General Election 2017: Manifesto For Small Business

Business news and opinion

31 May 2017

As we approach election day, the main political parties are outlining their visions for the future.

Following the leak of a surprising Labour manifesto, the parties appear more divided than ever over the economy – but what would their plans mean for your business?

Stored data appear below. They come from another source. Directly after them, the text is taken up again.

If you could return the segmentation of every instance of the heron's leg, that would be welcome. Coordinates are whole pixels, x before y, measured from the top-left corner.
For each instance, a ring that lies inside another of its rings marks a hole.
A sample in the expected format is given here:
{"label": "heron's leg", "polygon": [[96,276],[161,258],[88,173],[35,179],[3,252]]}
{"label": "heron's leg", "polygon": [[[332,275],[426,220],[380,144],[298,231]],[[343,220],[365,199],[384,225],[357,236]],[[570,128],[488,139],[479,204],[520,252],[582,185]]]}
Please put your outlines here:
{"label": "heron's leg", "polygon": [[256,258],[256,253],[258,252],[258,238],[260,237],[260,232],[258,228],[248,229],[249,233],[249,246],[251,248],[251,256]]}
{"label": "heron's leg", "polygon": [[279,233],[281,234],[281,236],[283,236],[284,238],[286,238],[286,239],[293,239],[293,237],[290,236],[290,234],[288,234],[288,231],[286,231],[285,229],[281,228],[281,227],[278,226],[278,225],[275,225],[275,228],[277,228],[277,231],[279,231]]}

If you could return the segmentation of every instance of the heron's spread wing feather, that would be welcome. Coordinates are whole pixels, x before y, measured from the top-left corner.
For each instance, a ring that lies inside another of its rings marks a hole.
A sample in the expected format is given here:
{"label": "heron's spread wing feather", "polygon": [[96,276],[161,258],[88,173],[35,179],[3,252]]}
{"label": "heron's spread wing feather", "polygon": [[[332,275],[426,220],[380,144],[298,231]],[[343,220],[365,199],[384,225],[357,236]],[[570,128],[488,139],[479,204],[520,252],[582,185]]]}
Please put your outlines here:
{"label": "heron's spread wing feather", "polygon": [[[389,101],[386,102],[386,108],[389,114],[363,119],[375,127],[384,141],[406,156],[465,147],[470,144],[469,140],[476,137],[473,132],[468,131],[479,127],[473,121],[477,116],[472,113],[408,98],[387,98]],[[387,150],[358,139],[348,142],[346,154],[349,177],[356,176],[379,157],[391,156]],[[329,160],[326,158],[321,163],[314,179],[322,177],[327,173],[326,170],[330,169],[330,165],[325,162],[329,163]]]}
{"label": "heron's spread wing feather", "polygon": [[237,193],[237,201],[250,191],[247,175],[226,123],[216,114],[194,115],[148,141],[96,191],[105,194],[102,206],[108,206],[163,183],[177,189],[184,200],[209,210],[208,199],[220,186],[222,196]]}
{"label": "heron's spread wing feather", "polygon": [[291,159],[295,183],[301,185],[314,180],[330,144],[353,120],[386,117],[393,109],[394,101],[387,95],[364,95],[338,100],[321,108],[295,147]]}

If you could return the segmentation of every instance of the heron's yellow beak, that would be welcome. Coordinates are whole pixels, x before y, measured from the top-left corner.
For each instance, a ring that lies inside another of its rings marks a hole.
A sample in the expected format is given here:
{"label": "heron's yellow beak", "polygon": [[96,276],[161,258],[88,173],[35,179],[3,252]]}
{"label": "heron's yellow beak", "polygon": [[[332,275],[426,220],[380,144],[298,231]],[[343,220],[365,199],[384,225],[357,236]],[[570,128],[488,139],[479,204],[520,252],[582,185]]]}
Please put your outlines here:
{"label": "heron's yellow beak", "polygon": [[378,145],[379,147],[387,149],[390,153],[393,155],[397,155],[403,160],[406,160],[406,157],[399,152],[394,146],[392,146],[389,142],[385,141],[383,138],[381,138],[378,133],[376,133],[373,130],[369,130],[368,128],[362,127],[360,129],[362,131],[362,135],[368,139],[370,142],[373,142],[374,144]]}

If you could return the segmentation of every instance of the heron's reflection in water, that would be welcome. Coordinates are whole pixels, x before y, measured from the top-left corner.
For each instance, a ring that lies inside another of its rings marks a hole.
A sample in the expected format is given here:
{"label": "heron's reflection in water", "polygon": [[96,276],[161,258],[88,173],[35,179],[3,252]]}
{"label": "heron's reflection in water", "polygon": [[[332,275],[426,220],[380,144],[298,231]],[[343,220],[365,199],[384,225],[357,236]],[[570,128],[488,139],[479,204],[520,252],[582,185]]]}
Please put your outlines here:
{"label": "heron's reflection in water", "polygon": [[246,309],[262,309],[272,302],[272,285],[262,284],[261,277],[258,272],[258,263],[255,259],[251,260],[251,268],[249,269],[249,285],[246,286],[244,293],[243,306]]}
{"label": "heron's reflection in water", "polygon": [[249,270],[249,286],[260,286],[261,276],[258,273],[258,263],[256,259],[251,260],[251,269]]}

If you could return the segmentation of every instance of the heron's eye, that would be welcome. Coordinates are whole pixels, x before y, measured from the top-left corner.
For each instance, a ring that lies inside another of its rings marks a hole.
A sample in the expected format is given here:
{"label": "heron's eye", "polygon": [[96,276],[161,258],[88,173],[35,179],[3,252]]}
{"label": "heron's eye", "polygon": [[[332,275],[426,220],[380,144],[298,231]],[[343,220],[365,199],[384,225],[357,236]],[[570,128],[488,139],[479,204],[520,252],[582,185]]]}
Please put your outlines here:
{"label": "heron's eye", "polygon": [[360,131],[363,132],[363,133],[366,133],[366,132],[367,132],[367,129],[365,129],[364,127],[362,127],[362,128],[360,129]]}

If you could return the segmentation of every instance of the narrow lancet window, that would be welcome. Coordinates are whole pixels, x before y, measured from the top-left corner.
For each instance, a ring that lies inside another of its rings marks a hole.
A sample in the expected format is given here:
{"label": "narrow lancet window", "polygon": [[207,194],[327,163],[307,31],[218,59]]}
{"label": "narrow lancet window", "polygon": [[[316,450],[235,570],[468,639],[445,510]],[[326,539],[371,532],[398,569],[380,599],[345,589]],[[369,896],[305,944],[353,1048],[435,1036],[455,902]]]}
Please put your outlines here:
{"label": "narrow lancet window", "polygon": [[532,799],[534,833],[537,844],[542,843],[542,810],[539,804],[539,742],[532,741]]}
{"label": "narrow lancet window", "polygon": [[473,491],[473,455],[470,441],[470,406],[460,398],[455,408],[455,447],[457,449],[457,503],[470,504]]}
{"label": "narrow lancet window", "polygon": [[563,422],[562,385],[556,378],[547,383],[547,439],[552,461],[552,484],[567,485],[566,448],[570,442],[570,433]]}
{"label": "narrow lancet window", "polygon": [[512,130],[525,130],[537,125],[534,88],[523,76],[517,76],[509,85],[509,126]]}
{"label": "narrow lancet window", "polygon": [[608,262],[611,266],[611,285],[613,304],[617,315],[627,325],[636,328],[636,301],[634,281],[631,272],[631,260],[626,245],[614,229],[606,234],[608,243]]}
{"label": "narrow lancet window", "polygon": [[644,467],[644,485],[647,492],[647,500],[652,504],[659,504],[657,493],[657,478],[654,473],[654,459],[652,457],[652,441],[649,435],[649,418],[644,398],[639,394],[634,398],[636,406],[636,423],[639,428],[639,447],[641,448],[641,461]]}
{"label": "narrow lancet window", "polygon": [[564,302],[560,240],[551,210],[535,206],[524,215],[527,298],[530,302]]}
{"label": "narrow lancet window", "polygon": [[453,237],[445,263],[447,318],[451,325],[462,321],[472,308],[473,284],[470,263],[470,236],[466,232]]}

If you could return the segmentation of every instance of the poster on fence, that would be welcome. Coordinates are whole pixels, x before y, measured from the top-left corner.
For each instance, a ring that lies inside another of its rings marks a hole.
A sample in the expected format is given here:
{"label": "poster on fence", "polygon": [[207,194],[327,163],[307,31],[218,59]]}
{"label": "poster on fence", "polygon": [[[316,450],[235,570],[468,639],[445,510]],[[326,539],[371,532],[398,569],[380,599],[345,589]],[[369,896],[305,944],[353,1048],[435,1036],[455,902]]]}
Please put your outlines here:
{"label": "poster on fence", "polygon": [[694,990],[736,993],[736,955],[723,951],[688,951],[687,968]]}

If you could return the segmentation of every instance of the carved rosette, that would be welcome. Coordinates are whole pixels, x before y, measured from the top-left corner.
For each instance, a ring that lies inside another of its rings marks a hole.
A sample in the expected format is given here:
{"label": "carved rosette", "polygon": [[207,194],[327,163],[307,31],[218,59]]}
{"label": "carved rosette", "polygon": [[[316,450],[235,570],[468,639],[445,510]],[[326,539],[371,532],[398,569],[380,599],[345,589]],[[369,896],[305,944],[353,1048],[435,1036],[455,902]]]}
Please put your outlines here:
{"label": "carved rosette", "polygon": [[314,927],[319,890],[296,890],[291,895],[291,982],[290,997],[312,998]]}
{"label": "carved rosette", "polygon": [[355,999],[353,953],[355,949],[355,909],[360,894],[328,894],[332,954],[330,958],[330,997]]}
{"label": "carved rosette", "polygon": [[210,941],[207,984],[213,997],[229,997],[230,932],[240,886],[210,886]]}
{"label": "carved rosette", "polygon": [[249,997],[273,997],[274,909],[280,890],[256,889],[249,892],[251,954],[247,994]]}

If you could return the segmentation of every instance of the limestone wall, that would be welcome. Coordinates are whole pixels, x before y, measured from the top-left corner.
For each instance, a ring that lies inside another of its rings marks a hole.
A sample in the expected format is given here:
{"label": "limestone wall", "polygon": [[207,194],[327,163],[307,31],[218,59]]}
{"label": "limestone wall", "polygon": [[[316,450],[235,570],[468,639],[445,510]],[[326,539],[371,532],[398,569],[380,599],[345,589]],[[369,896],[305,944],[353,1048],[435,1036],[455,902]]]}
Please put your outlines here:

Conservatives: focus on Brexit

Theresa May has so far focused on her key campaign soundbite of gaining a ‘strong and stable’ platform on which to negotiate Brexit. Undoubtedly a dominant factor in the vote, the Conservative manifesto has nonetheless pledged to keep taxes down and boost workers' rights by:

  • Giving workers the legal right to unpaid time off to care for loved ones on a full-time basis
  • Increase the amount levied on firms employing non-EU migrant workers
  • Introducing new protections and rights for ‘gig economy’ workers
  • Enforcing worker representation on company boards
  • Giving workers rights to request leave for training

Labour: investment and redistribution

The leaked ‘For the many, not the few’ Labour manifesto caused a stir over suggestions the party would renationalise the water industry, rail networks, energy networks and Royal Mail. Following the official launch, it’s clear that this is part of a broader economic approach that stands in direct opposition to austerity. Instead, Labour advocate more intervention and investment through:

  • A £250 billion National Transformation Fund to invest in industry
  • A new National Investment Bank and regional development banks, specifically to support SMEs
  • Tax increases for those earning above £80,000 per year, representing the top 5% of earners
  • Higher corporation tax for big companies, reduced corporation tax for small businesses
  • Exemption from plans for mandatory quarterly reporting for businesses with a turnover below £85,000
  • A promise to take action on late payments and ending zero hours contracts

Other main parties

The Scottish National Party has pledged to fight for special status for Scotland after Brexit, including seeking to maintain access to the Single Market to help protect Scottish businesses.

Elsewhere, the Lib Dems have built an anti-Brexit platform and are calling for a second referendum, as well as supporting income tax increases to fund healthcare. Both the Lib Dems and the Greens are also arguing for an increase in corporation tax, a move that would have a big impact on business should either party hold sway in a coalition.